The clinicians would provide their interpretation, state how the data may or may not alter their protocols, and then consistently apply those protocols in their subsequent clinical experience.  It is hoped that by reviewing the summary statistics every few months, the clinician would be able to learn more rapidly about the experience of others and their response and then use that to guide their treatment protocols until the next data review.

We have an Institutional Review Board (IRB) approved study that remains open, recently renewed by Advara IRB.  This may be modified for use in this proposed study.  The design of this study is much like a registry as it does not dictate any diagnostic test or treatment.

Ideally, for each patient, then we would develop a timeline where we would visualize (for each patient and for the group) the temporal correlation of treatment with the changes in symptoms and determine if and how any particular diagnostic test provided adequate decision support in directing the course and choice of therapies.
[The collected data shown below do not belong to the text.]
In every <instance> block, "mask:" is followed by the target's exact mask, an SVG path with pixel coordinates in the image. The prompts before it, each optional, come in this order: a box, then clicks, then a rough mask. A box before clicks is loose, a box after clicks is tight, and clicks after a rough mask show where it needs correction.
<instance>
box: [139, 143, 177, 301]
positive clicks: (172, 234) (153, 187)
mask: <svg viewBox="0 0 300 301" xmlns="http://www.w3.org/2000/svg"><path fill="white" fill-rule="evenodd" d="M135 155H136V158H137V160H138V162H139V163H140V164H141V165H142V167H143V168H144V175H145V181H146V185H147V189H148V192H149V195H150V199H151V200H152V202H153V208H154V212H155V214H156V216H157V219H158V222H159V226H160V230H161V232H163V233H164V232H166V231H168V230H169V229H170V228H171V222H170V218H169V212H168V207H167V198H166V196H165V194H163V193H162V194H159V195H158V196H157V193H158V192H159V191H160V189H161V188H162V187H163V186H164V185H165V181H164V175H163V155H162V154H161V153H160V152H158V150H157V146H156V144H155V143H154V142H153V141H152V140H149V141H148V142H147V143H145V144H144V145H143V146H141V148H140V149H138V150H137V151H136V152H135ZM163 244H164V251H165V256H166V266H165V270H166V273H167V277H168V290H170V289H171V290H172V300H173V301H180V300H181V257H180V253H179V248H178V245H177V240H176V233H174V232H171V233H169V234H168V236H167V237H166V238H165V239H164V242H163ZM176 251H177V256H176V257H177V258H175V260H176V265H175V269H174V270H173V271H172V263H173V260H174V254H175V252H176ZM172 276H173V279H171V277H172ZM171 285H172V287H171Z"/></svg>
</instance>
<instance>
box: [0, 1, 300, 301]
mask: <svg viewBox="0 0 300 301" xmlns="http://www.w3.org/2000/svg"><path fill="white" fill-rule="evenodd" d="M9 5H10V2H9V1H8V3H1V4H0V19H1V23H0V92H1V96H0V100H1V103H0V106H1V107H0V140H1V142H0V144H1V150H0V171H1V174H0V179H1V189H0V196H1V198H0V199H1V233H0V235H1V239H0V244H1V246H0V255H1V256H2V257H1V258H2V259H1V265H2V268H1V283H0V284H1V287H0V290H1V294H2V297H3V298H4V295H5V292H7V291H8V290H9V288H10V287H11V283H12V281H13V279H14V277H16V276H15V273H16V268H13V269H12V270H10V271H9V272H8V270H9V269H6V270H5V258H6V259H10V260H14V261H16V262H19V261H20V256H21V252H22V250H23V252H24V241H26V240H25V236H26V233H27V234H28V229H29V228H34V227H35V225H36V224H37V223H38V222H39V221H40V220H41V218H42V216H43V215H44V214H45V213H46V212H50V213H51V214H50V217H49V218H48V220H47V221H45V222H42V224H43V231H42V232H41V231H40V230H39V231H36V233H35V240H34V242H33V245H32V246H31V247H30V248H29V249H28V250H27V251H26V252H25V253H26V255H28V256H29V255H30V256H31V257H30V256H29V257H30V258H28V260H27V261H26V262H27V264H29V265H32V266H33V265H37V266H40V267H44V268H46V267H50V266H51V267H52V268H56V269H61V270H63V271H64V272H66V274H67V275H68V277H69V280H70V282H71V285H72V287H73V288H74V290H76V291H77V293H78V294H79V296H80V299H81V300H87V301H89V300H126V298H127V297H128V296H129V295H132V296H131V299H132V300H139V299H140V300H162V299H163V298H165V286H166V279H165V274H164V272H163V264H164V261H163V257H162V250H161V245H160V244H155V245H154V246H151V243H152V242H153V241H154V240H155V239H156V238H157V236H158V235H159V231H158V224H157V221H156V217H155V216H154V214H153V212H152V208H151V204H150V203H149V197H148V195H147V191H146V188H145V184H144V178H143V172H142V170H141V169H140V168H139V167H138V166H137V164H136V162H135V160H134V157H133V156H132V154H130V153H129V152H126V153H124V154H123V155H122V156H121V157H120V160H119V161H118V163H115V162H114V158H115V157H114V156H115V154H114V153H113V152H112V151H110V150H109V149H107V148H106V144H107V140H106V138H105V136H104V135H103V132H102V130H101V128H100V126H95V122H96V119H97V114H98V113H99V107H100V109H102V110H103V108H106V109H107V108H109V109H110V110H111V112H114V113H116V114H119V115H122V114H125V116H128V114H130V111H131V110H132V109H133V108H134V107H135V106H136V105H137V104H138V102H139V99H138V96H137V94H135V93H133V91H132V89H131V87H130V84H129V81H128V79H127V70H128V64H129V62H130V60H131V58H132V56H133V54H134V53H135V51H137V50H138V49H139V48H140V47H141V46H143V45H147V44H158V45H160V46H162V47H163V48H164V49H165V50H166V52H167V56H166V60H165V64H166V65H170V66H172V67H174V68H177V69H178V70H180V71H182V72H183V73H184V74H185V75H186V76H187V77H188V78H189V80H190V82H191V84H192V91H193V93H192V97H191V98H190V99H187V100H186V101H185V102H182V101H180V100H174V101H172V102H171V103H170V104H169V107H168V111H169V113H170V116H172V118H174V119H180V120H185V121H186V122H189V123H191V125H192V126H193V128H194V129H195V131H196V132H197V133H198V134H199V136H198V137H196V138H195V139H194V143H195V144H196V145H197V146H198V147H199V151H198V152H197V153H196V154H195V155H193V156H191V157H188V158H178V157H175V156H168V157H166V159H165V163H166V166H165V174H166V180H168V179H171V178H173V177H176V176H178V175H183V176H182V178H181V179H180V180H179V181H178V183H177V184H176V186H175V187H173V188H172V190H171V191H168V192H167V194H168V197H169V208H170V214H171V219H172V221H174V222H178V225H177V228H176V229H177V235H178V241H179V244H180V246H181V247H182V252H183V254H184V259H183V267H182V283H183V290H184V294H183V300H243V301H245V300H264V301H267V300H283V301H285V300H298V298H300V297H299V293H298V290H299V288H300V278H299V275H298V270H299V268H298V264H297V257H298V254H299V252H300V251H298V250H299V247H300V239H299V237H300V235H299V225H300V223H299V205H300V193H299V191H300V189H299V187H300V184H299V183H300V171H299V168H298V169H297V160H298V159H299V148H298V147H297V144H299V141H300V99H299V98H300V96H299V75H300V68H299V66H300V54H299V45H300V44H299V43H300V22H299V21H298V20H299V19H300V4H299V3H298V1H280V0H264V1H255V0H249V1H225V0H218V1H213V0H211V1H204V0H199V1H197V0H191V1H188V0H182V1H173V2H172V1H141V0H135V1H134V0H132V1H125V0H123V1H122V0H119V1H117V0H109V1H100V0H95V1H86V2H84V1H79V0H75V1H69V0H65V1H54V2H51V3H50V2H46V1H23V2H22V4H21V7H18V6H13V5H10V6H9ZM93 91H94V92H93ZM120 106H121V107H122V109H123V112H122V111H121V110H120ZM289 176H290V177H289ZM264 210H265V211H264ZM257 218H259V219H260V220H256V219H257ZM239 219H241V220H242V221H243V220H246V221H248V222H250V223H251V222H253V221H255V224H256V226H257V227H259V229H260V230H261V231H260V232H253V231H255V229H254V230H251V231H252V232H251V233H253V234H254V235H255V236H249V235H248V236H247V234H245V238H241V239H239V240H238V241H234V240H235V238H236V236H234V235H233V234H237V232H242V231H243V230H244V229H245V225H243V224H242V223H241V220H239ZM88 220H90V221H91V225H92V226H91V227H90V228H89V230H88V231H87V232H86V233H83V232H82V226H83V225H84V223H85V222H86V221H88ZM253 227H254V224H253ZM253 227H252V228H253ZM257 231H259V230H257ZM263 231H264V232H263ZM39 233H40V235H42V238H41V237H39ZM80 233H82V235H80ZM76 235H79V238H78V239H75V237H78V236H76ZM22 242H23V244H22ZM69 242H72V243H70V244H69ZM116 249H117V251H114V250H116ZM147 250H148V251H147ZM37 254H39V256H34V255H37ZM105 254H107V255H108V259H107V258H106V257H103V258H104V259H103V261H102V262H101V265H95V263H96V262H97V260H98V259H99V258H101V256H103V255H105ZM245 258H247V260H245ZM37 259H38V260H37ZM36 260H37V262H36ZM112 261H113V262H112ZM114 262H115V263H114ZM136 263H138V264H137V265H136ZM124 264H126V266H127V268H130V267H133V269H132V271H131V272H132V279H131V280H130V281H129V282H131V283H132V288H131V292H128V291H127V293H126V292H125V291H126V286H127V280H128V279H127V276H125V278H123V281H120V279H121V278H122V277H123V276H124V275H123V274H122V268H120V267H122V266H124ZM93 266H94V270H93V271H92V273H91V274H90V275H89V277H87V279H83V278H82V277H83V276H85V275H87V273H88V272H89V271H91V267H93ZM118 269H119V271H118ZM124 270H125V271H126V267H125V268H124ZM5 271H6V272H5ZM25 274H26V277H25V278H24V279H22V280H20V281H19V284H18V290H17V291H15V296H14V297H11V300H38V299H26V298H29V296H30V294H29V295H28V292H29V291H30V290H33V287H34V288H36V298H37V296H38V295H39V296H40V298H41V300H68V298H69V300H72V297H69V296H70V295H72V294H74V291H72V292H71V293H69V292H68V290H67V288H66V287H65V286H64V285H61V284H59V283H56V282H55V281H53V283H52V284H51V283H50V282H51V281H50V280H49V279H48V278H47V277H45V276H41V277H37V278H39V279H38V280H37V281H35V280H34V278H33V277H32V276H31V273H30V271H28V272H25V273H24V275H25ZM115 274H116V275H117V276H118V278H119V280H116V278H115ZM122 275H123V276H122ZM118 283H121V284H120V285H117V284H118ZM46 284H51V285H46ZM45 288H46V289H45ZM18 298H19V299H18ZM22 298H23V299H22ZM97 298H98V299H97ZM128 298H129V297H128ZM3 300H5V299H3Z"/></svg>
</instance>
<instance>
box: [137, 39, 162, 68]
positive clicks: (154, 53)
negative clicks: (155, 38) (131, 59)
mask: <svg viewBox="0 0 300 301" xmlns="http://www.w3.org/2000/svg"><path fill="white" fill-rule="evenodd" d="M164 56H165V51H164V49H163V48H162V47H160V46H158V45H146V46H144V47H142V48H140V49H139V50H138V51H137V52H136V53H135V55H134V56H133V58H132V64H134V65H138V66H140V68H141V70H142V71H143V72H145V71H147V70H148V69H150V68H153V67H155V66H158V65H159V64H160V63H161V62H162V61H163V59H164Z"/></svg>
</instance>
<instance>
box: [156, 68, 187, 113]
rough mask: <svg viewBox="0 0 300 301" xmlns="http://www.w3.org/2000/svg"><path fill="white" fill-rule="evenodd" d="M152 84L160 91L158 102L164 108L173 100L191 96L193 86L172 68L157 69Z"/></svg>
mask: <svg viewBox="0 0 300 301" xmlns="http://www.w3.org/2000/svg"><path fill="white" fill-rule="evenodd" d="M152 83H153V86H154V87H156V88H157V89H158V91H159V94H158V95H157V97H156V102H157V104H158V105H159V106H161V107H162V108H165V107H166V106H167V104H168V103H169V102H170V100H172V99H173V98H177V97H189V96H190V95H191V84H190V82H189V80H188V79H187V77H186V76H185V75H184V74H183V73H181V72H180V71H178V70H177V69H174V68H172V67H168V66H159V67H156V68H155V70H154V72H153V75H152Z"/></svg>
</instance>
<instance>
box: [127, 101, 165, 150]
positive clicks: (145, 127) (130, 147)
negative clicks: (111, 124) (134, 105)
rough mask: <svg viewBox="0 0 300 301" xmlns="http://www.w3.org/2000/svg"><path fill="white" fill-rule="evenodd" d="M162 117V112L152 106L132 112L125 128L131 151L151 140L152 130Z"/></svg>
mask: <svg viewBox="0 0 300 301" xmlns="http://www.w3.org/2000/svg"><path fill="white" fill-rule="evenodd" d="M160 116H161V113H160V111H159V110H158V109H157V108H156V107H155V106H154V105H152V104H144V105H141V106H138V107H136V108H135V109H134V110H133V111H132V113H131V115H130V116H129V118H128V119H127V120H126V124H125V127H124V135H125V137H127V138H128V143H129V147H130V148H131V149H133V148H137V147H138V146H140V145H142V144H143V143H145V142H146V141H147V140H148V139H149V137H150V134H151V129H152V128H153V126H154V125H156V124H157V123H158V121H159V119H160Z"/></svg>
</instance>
As we collect more data through this registry, we foresee spin-off study protocols also approved through an IRB that would then focus on one aspect, for example, a new treatment plan or a new diagnostic approach.

Goals

Goal: To arm clinicians with the data such that doctors can personalize and update the treatment protocol for every patient. Through periodic review of statistics, clinicians will enhance their knowledge through the experience of their colleagues. This will enable a faster response to then use to guide their treatment protocols until the next data review.

Timeline

The project will have two major data collection/extraction arms which will feed into the analysis pipeline.  In the first arm we will hire a qualified individual to help collect the needed data from patient charts of participating ILADS members.

As soon as a staff person oriented, the next 6-8 months would focus on beginning to populate the database. The next step would be to publish interim summary stats, and then, at 3 month intervals, collect data on how the results impacted precision medical care for the patient cohort as individuals and as a group.

Impact

ILADS doctors are clinicians on the front line. They treat patients. They show a personal interest in the outcomes of “patients,” not the outcomes of a “drug trial.” They deserve access to cutting-edge technology to make decisions on personalized care.

Funding

Since the ILADS Big Data Project will encompass data sets that are too large or complex to be dealt with by traditional data-processing application software, ILADS and ILADEF are actively seeking foundation, corporate, and individual support.